Navier–Stokes equations were used to define the flow behavior of viscous fluids. Incompressible viscous fluid was assumed to have a density of 1×103 kg/m3 and a viscosity of 1×10− 3 Pa∙s. An iterative method was used to solve the equations for steady flow, and convergence was identified when the relative tolerance was less than 0.001.
During numerical simulation, Reynolds number was computed as defined by Sdougos et al. 36. According to the calculated Reynolds number, fluid flow in the cone-plate should be assumed as steady laminar flow, and FSS is calculated according to the following equation:
\(\tau {\text{=}}\mu \frac{{\partial \nu }}{{\partial z}}\)
We first calculated the shear strain rate\(\gamma {\text{=}}{{d\nu } \mathord{\left/ {\vphantom {{d\nu } {dz}}} \right. \kern-0pt} {dz}}\)along thedirection close to the plate surface based on numerical simulation results and then obtained FSS by multiplying the shear strain rate with the viscosity coefficient \(\mu\). All rigid surfaces in the model were assumed to be non-slip boundary conditions. Upper flow surface in the well was adopted as an open boundary condition, and the rotating cone was adopted as a sliding boundary condition. MATLAB and Origin software were used for data processing.

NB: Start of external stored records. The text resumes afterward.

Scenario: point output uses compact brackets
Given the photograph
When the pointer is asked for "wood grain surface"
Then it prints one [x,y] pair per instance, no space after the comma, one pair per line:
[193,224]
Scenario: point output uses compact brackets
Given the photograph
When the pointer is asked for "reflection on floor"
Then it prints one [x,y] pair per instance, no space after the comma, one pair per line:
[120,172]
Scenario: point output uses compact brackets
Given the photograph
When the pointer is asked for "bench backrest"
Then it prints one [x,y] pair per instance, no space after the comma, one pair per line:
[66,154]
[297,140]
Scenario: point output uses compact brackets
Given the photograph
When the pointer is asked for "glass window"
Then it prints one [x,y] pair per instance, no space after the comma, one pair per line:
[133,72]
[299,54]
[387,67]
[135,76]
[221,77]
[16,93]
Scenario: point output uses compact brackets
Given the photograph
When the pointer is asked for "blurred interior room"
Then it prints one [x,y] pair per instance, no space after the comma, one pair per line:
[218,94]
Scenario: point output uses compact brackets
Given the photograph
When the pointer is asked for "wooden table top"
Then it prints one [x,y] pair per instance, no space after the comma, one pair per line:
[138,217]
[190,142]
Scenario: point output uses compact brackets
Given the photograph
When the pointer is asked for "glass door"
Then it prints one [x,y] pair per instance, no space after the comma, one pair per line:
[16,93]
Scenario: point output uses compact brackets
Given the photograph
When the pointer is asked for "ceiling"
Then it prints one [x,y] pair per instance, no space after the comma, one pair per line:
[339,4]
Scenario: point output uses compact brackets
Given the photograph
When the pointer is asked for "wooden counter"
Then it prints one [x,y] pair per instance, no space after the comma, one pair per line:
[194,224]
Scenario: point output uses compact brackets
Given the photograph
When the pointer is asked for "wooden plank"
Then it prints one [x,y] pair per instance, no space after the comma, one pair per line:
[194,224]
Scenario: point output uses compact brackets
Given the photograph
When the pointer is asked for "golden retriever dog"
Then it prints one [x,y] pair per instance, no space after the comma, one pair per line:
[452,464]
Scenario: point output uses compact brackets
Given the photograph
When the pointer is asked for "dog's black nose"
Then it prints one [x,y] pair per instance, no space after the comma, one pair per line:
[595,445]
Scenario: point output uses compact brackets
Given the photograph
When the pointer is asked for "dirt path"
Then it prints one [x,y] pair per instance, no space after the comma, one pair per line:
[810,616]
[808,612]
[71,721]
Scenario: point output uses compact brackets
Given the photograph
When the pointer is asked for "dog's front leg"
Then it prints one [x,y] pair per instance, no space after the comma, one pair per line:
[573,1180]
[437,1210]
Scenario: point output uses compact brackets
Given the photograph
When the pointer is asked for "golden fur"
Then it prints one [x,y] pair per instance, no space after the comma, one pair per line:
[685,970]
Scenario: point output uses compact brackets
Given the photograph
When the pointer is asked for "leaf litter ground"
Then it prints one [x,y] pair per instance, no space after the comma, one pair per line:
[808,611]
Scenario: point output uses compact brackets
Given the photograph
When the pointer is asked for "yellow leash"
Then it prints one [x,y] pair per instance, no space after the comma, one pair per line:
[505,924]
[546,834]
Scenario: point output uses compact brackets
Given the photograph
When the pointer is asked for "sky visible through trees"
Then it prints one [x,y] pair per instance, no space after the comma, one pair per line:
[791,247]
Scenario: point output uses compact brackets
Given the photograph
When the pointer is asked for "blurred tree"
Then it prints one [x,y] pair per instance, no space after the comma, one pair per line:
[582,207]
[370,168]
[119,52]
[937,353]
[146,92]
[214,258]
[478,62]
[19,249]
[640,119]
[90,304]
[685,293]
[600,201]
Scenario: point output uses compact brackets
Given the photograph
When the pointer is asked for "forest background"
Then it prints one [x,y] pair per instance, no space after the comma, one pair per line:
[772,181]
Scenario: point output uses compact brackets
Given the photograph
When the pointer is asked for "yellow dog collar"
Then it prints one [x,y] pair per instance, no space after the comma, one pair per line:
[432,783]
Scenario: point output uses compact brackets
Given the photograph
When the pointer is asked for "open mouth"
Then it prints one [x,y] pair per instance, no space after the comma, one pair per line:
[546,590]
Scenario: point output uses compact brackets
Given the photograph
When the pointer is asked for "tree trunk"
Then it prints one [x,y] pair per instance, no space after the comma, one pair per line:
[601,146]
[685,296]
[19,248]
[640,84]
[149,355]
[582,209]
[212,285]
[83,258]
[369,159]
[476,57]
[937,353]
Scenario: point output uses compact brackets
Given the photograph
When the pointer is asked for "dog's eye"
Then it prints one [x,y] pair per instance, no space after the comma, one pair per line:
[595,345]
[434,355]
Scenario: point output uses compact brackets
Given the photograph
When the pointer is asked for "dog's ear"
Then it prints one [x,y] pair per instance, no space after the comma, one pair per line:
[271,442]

Immunofluorescence staining
After incubation in a 6-well plate for 3 days, the cells were fixed with 4% paraformaldehyde for 30 min at room temperature, rinsed with phosphate buffer saline twice, permeabilized with 0.2% Triton-X100 for 10 min, and blocked with 1% bovine serum albumin for 60 min at room temperature. In addition, the cells were labeled with primary antibody against alkaline phosphatase (ALP, Santa Cruz Biotechnology, Inc., USA), type I collagen (COL I, Santa Cruz Biotechnology, Inc., USA), osteocalcin (OCN, Santa Cruz Biotechnology, Inc., USA), or YAP (ABclonal, CN) at a 1:200 dilution overnight at 4 °C. Second antibody labeling was performed in the dark for 60 min at 37 °C. The nuclei were stained with 0.1% Hoechst (Invitrogen, USA) for 10 min. The cells were double-stained with an apoptosis assay kit (One Step TUNEL Apoptosis Assay Kit, Beyotime, CA) and ALP-conjugated TRITC. After fixation and permeabilization, the cells were incubated in the dark with a TUNEL reaction mixture for 60 min at 37 °C.
Image analysis
For mechanical experiments, MSCs were chosen from annular regions with inner and outer diameters of 5 and 12 mm, respectively, where the wall FSS appears uniform. The spreading area and shape of a single cell were obtained from bright-field image. Its nuclear area was acquired from Hoechst-staining image. Bright-field or fluorescence images were analyzed using ImageJ software 27.
Statistical analysis
Statistical data were expressed as mean ± standard error of mean. Three independent experiments were performed with at least 50 cells for each group. One-way analysis of variance (ANOVA) with Turkey’s post hoc test for multiple comparisons was performed for statistical analysis by using Origin software. The osteogenesis ratio of three osteogenic markers was calculated by chi-square test. The mean values of different groups were regarded as significantly different when p < 0.05.